After a horse, of course. In 1764, there was a solar eclipse on April Fool's Day - and that's when "Eclipse" was recorded as being born.

He raced for only 17 months and was retired - because he was so good he was ruining the betting industry.

He fetched 75 sterling as a yearling...and was bought by a farmer who, instead of gelding him, bet that he could be tamed by intensive training. He was untouchably fast - and a terror to handle. At the time, racehorses were run older than they are now - he made his debut at the age of 5 and won every race he was in...ignoring his jockeys the entire time (Not like they actually knew better).

He made $6 million from racing purses and stud fees, breeding over 300 mares. In fact, it's possible the horse box was invented for Eclipse (at that time, the stallion went to the mare). Over 90 percent of English Thoroughbreds trace to him.

In addition to the awards, Eclipse gave his name to a prestigious race, a racing magazine, the main building of the Royal Veterinary College and a slew of ships. (Not to mention the fact that "Eclipse" is still a common horse name, and not just amongst racehorses).

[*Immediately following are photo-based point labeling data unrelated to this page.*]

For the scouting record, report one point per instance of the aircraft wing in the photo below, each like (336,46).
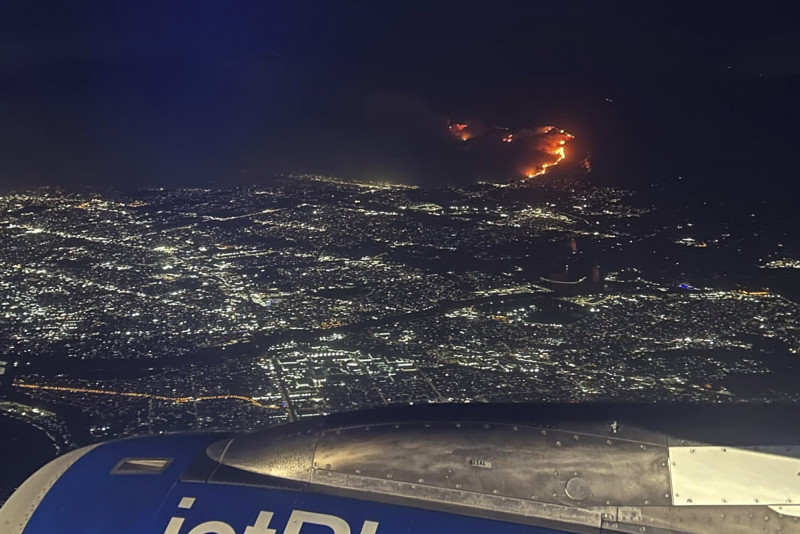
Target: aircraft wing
(429,475)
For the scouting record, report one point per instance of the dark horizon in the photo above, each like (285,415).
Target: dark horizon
(122,96)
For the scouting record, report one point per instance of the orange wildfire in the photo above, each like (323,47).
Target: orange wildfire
(461,130)
(545,145)
(552,144)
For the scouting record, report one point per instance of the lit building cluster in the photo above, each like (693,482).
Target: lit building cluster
(192,309)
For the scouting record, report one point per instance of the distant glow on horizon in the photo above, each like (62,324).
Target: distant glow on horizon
(546,144)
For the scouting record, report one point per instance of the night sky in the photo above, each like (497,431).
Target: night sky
(131,94)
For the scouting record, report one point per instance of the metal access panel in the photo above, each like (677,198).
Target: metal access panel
(703,476)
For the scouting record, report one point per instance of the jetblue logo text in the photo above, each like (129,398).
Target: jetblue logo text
(337,525)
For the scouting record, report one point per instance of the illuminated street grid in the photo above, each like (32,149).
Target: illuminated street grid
(186,309)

We don't know how Eclipse would have stacked up against, say, Secretariat or any other modern racehorse because they didn't have the best timing gear back then, but he was definitely insanely fast.

Wednesday, August 2, 2017

How do horses feel about the barn cat?

It depends. For the most part, horses are perfectly fine with the barn cat. (Cats, on the other hand, seem to like horses for some reason. Or maybe they just like the way the grain attracts mice). Most horses will tolerate having a cat jump onto or sit on their back - the cat, after all, is a lot lighter than a human rider.

However, horses will sometimes get annoyed with cats. I know one who was so mad with a cat for jumping onto his back (While I was riding him so I wasn't exactly pleased with kitty either) that he glared at it and bared his teeth every time he saw it until the cat (which belonged to an employee) moved out. He never did forgive that cat.

Most of the time, though, they get on.

Tuesday, August 1, 2017

Do horses see us as other horses?

Apparently not. Horses often show very different behavior when interacting with other horses, when interacting with humans and when interacting with other species, such as the barn cat.

Horses appear quite capable of recognizing that they are a horse, you are a human, and these are not the same thing at all. This doesn't mean they can't form social bonds with us. It just means they aren't stupid ;).